I'm using half floats as implemented in the SoftFloat library (read: 100% IEEE 754 compliant), and, for the sake of completeness, I wish to provide my code with definitions equivalent to those available in <float.h> for float
, double
, and long double
.
I know there are different flavours of half floats, but I'm just interested in the standardized one by IEEE 754, known as binary16
.
From my research, and from my tests, I'm confident to define some of the constants as follows:
#define HALF_MANT_DIG 11
#define HALF_DIG 3
#define HALF_DECIMAL_DIG 5
#define HALF_EPSILON UINT16_C(0x1400) /* 0.00097656 */
#define HALF_MIN UINT16_C(0x0400) /* 0.00006103515625 */
#define HALF_MAX UINT16_C(0x7BFF) /* 65504.0 */
NOTE: epsilon, min, and max are defined as the raw hexadecimal representation of the 16bits taken by the type. The proper way of assigning the raw value to the type depends on the half float library used.
However, for the exponent-related definitions, I wasn't able to find consensus. I have taken a look at the Wikipedia page for binary16, at this other SO question, at the Half library, and at several other code in GitHub and other places.
The proposal linked from that other SO question sounds reputable to me, as well as the Half library and the good news is that they match.

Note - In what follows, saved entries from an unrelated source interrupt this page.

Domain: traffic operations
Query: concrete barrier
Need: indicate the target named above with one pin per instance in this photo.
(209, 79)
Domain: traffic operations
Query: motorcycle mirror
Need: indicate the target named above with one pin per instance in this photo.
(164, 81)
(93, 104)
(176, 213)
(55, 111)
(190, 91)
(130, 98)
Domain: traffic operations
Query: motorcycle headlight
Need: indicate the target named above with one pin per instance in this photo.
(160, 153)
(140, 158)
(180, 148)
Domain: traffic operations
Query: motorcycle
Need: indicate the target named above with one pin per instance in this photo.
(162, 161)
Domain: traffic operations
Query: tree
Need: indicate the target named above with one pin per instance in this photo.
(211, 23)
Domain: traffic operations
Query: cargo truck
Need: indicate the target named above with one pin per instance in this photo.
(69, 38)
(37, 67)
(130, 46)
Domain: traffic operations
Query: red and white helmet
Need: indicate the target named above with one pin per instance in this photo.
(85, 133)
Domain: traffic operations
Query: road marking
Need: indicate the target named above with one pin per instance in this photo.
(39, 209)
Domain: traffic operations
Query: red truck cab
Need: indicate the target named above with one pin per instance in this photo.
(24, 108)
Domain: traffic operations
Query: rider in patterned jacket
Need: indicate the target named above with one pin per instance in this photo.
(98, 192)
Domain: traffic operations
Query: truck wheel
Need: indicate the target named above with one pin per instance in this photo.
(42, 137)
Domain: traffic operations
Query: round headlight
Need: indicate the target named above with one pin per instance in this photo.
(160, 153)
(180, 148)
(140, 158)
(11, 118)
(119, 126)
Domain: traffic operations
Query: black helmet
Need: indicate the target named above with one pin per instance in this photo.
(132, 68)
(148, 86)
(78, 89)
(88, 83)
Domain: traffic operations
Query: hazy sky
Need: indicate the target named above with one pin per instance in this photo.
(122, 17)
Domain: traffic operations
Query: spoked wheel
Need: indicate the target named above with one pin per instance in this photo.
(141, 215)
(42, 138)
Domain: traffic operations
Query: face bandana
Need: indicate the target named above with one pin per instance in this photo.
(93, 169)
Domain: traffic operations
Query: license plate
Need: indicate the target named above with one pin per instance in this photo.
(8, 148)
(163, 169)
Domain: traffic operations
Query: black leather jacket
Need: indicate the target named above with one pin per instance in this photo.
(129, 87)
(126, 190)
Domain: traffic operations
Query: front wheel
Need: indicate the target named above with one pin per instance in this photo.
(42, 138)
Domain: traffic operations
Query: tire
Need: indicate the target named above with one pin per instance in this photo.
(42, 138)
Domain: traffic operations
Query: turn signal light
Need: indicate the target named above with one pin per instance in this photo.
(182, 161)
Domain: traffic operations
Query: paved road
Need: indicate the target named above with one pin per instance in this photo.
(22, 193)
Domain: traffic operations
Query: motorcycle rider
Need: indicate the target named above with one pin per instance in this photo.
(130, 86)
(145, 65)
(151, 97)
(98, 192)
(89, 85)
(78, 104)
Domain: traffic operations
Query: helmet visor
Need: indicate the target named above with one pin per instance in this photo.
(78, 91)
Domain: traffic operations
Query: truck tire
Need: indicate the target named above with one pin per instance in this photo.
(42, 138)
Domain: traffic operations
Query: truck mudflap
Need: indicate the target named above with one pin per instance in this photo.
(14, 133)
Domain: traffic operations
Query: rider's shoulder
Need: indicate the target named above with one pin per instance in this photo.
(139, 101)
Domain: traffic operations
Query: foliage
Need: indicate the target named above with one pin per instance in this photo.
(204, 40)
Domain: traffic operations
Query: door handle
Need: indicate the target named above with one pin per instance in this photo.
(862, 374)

However, I found disagreement at the FP16.java implementation, at this implementation, at the Zig language implementation, and at Sargon for D.
#define HALF_MIN_EXP The article and Half say (-13) but FP16.java and sargon say (-14)

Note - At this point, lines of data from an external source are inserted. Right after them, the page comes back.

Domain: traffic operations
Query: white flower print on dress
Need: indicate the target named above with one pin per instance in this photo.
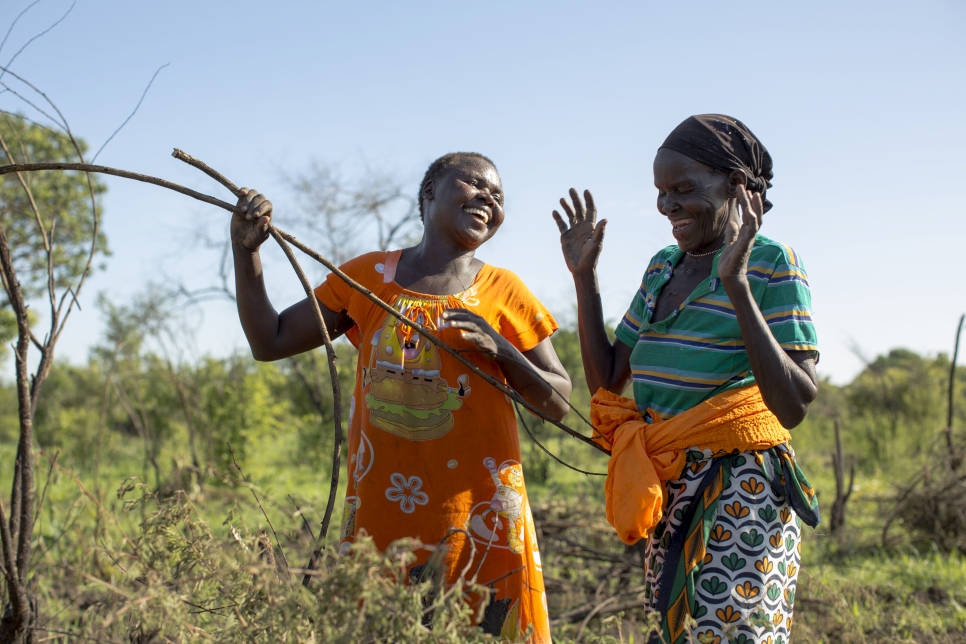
(407, 492)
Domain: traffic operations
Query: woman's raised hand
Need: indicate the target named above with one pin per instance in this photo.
(739, 239)
(581, 237)
(249, 228)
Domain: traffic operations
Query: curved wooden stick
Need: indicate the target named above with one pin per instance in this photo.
(84, 167)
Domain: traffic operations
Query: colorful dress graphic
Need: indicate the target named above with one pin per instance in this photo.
(432, 447)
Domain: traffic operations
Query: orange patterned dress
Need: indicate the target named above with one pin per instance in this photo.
(433, 447)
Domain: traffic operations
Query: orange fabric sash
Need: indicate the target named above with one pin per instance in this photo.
(644, 456)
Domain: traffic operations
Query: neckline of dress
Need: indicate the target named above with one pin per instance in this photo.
(392, 258)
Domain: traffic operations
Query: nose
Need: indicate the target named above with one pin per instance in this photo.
(487, 197)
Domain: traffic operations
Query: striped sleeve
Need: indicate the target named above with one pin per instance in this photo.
(629, 328)
(786, 304)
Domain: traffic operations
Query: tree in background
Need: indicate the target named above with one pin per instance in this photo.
(49, 239)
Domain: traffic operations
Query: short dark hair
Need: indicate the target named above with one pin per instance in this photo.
(444, 164)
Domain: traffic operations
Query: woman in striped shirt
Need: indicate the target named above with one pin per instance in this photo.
(720, 347)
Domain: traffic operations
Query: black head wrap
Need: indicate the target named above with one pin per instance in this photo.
(724, 143)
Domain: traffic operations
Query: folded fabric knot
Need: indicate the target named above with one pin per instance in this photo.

#define HALF_MAX_EXP The article and Half say 16 but others say 14 or 15
#define HALF_MIN_10_EXP The article and Half say (-4) but sargon says (-5)
#define HALF_MAX_10_EXP The article and Half say 4 but sargon says 5
I'd suppose the article and Half are likely the sources to be right, but, can I know for sure the good values for IEEE 754 binary16?